18 Stunden bis zur Ewigkeit

ThrillerGB  

Auf der 'Britannic' herrscht Hochstimmung, als das Luxusschiff von Southampton aus in See sticht. Mit der Besatzung befinden sich rund 1.200 Menschen an Bord; die Passagiere freuen sich auf eine reizvolle Kreuzfahrt. Nachdem die 'Britannic' den Kanal verlassen hat, bekommt Reeder Porter (Ian Holm) einen bestürzenden Anruf: Ein unbekannter Mann, der sich Juggernaut nennt, teilt ihm mit, an Bord des Schiffes seien sieben hochexplosive Sprengkörper mit Zeitzünder versteckt, die in den frühen Morgenstunden des nächsten Tages explodieren würden, wenn die Reederei nicht 500.000 britische Pfund zahlt. Wie ernst seine Drohung gemeint ist, demonstriert der Unbekannte sehr drastisch. Porter ist bereit, die halbe Million zu zahlen, aber die britische Regierung will eine solche Erpressung nicht hinnehmen. So erfährt Kapitän Brunel (Omar Sharif), dass ein Team von Spezialisten unterwegs zur 'Britannic' ist. Die Männer um Commander Fallon (Richard Harris) und Charlie Braddock (David Hemmings) sollen mit Fallschirmen beim Schiff abspringen und an Bord kommen, um die Zeitbomben aufzuspüren und zu entschärfen. Der riskante Absprung bei starkem Seegang kostet ein Menschenleben. An Bord machen sich die Männer sofort an die Arbeit, denn ein Teil der 18-Stunden-Frist, die der Erpresser gesetzt hat, ist schon abgelaufen. Bald bemerken Fallon und Braddock, wie brisant die versteckten Sprengkörper sind. Der am 19. Januar 1932 im amerikanischen Philadelphia geborene Regisseur Richard Lester war Musiker und Komponist, bevor es ihn Mitte der 50er Jahre zum Fernsehen zog.
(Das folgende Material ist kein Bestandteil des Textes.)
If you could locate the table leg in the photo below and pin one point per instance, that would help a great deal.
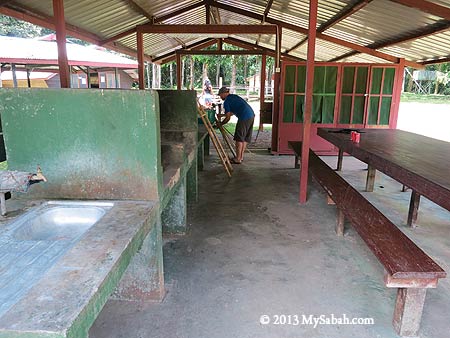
(413, 208)
(370, 182)
(340, 157)
(340, 223)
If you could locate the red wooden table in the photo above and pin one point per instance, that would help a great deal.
(420, 163)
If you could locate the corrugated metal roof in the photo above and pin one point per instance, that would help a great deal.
(382, 24)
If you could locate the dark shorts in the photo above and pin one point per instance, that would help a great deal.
(243, 132)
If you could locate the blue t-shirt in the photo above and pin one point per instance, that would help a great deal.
(238, 106)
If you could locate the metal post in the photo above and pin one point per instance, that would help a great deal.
(13, 71)
(178, 71)
(60, 25)
(140, 57)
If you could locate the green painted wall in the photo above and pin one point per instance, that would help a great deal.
(91, 144)
(178, 110)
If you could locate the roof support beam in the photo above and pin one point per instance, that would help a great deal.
(60, 23)
(359, 48)
(140, 55)
(207, 29)
(427, 7)
(4, 2)
(219, 52)
(208, 14)
(268, 7)
(269, 52)
(432, 62)
(307, 116)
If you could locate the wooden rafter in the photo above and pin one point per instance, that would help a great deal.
(5, 2)
(138, 9)
(47, 21)
(432, 62)
(168, 57)
(207, 29)
(342, 15)
(439, 27)
(359, 48)
(153, 20)
(266, 13)
(427, 7)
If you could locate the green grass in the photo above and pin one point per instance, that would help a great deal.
(421, 98)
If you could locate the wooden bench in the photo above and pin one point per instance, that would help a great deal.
(407, 267)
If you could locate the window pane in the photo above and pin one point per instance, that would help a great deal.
(388, 85)
(330, 80)
(301, 79)
(346, 106)
(300, 107)
(319, 80)
(347, 82)
(377, 74)
(317, 109)
(289, 81)
(373, 110)
(358, 110)
(361, 80)
(385, 110)
(288, 109)
(328, 109)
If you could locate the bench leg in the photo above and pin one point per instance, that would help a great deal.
(206, 145)
(408, 311)
(413, 208)
(370, 182)
(340, 158)
(174, 215)
(201, 157)
(340, 223)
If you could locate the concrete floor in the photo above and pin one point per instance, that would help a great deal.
(253, 250)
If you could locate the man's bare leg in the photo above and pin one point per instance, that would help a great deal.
(239, 151)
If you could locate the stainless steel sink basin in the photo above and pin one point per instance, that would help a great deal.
(59, 222)
(33, 242)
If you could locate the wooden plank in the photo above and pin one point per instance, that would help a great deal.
(398, 254)
(413, 208)
(416, 161)
(408, 311)
(370, 180)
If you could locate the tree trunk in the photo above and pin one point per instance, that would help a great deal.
(233, 75)
(192, 73)
(217, 74)
(245, 70)
(205, 72)
(171, 74)
(182, 73)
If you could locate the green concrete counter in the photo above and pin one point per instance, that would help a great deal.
(68, 298)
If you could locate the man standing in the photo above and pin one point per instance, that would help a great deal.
(235, 105)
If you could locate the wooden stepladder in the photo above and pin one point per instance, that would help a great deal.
(226, 137)
(217, 144)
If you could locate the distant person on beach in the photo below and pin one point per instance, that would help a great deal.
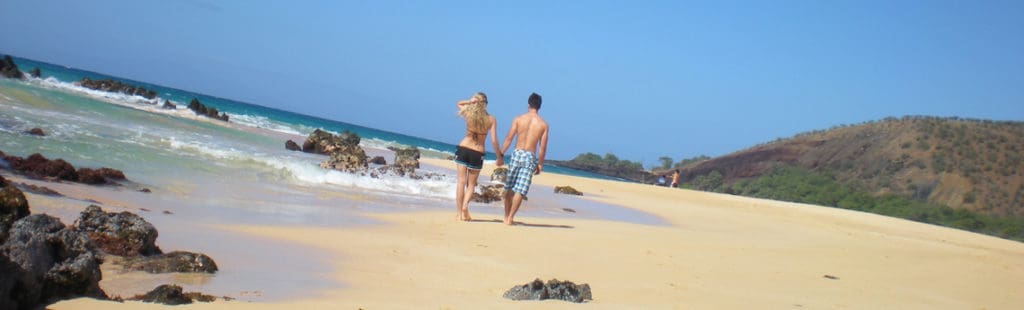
(469, 152)
(528, 129)
(675, 178)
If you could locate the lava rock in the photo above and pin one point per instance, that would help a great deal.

Nach Reisen durch Europa und Nordafrika wurde England zu seiner Wahlheimat, wo er alsbald Kritiker und Publikum mit 'schrägen', hemmungslos heterogene Stilelemente vermischenden Komödien begeisterte, die perfekt den antiautoritären Zeitgeist der 60er Jahre verkörperten. Mit seinen Beatles-Filmen 'A Hard Day's Night' und 'Hi-Hi-Hilfe!' und mit 'Der gewisse Kniff', für den er 1965 die Goldene Palme in Cannes gewann, etablierte sich Lester endgültig als Chronist der Swinging Sixties.